Triangle Tangled

By Heron's formula, the area of the bigger triangle is $A = \sqrt{21(21-13)(21-14)(21-15)} = 84$ . Let the unknown sides of the three smaller triangles be $a$ , $b$ , and $c$ as shown in the figure, and the common perimeter be $2s$ . Then we have:

$\begin{cases} a+b+13 = 2s & ...(1) \\ b+c+14 = 2s & ...(2) \\ c+a+15 = 2s & ...(3) \end{cases} \implies \begin{cases} (1) - (2): & c = a - 1 \\ (2) - (3): & b = a+ 1 \\ \frac {(1)-(2)+(3)}2: & s = a + 7 \end{cases}$

Applying Heron's formula to the three smaller triangle:

$\begin{cases} A_1 = \sqrt{s(s-a)(s-b)(s-13)} = \sqrt{42(a+7)(a-6)} \\ A_2 = \sqrt{s(s-b)(s-c)(s-14)} = \sqrt{48(a+7)(a-7)} \\ A_3 = \sqrt{s(s-c)(s-a)(s-15)} = \sqrt{56(a+7)(a-8)} \end{cases}$

Then we have $A_1+A_2+A_3 = \sqrt{42(a+7)(a-6)} + \sqrt{48(a+7)(a-7)} + \sqrt{56(a+7)(a-8)} = 84$ . Solving for $a$ (I did it using numerical method), we have $a= \frac {91}{11}$ . Then,

$\begin{cases} A_1 = \dfrac {\sqrt{42(168)(25)}}{11} = \dfrac {420}{11} \\ A_2 = \dfrac {\sqrt{48(168)(14)}}{11} = \dfrac {336}{11} \\ A_3 = \dfrac {\sqrt{56(168)(3)}}{11} = \dfrac {168}{11} \end{cases} \implies A_3 : A_2 : A_1 = \boxed{2:4:5}$

Take origin of coordinates at the point where the sides 13 and 14 meet, and put the x-axis along the 14 side. Let the point where the three triangles meet be P(x,y). Use the cosine rule to show that the cosine of the angle at the origin is 5/13. Hence the coordinates of the vertices of the big triangle are O(0,0), B(14,0), and C(5,12).

Use the equal perimeters fact to show that if PB = d, then PC= d + 1, and PO = d + 2.

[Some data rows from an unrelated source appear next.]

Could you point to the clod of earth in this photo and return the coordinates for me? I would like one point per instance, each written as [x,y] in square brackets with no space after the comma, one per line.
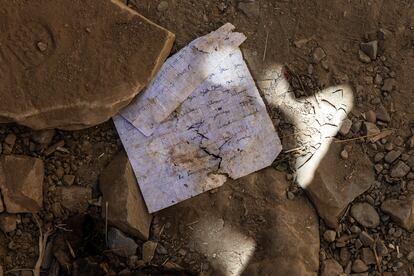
[332,192]
[21,183]
[400,211]
[120,244]
[74,198]
[55,76]
[365,214]
[126,207]
[216,227]
[8,222]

Then for OP, $x^{2}+y^{2} = (d+2)^{2}$

For BP, $(x-14)^{2}+ y^{2} = d^{2}$

And for CP, $(x-5)^{2} + (y-12)^{2} = (d+1)^{2}$

The first pair of equations gives $d = 7x - 50$ , And the second pair gives $y = x/6+ 3$ .

Substituting these results into the first equation gives a quadratic in x, and we find that P is the point (90/11, 48/11).

The areas of the two triangles with vertex at O are then found from $(x_{1} y_{2} - x_{2} y_{1})/2$ . The big triangle OBC has base 14 and perpendicular height 12, and area 84. The three small triangle areas then prove to be 168, 336, and 420, each divided by 11, giving the ratio 2:4:5.